The POSH Act has been enacted to prevent and protect women in the workplace. Sexual harassment and to ensure effective redressal. 1. Statement of Objects and Reasons, Sexual Harassment of Women at Workplace (Prevention, Prohibition and Redressal) Act, 2013.
Over the last few years, the awareness about this law has gone up in the industry; there are still many misconceptions. In this article, we will discuss some of the myths about POSH law.
Myth 1: POSH law is to protect only women employees from sexual harassment at the workplace. So, organisations cannot make any provisions for men or third gender to protect from sexual harassment.
Fact: POSH law indeed protects from sexual harassment for women. But it does not stop organisations from establishing a “gender-neutral” sexual harassment prevention policy.

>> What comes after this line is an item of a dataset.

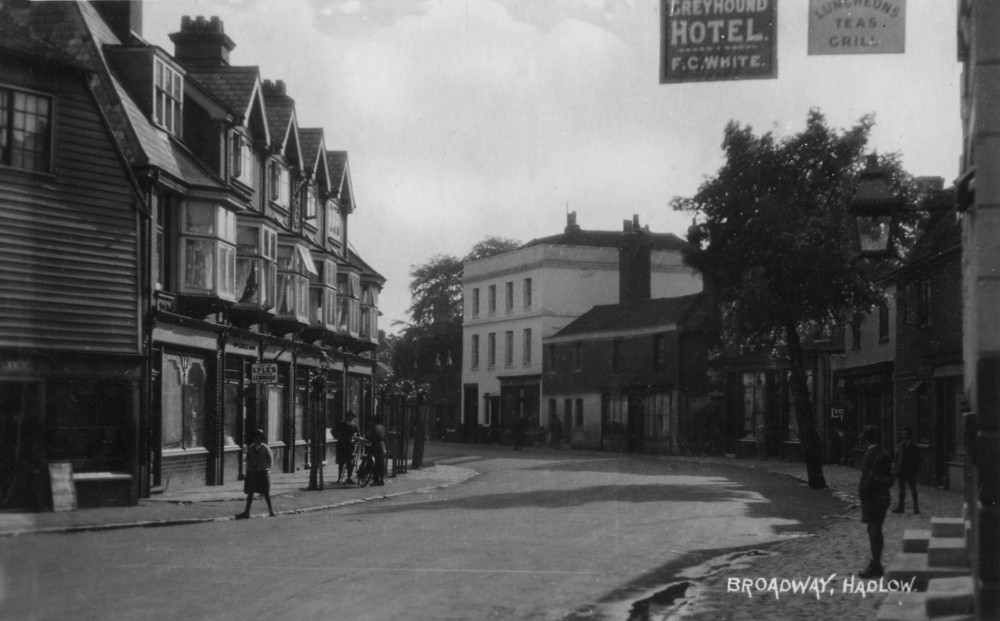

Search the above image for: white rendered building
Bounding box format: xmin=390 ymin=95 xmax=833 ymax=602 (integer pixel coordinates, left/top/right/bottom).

It will allow the organisation the authority to handle complaints of sexual harassment for all genders.
Myth 2: POSH law does not apply to organisations where women employees are not working.
Fact: The Act recognizes the right of every woman to a safe and secure workplace environment irrespective of her age or employment/work status. Hence, the right of all women working or visiting any workplace, whether in the capacity of regular, temporary, ad-hoc, or daily wages basis, is protected under the Act. It includes all women, whether engaged directly or through an agent, including a contractor, with or without the knowledge of the principal employer. They may be working for remuneration, voluntarily or otherwise. Hence you may not have women on the role but Act still gets applicable.
Myth 3: There are no consequences for false sexual harassment complaints.
Fact: POSH law permits IC to take appropriate action against the complainant and witnesses for false complaints. It is extremely crucial to remember that there should not be monetary compensation in a false complaint.
Myth 4 : POSH law does not apply when working from home or when working remotely.
Fact: During the lockdown, many employees thought that POSH Act doesn’t get applicable if employees work from home. Under the Act, “workplace” has been defined as which means establishments, enterprises, institutions, offices, branches, premises, locations or units established, owned, controlled by the Company or places visited by the employees out of or during employment including accommodation, transportation provided by the employer for undertaking such journey.
Here the critical point is when employees work from home, they carry out their work and have official interactions. According to POSH Act, this makes “home” a workplace. So, POSH Act applies to remote workplaces as much as it applies when employees work from the office.
“The Sexual Harassment of Women at Workplace (Prevention, Prohibition and Redressal) Act, 2013” is a landmark step against the Sexual Harassment of women at the workplace in India’s fight. Unfortunately, few organisations consider it as a cost and feel no need to implement it effectively. If implemented correctly, it helps create a dignified workplace and create an inclusive culture.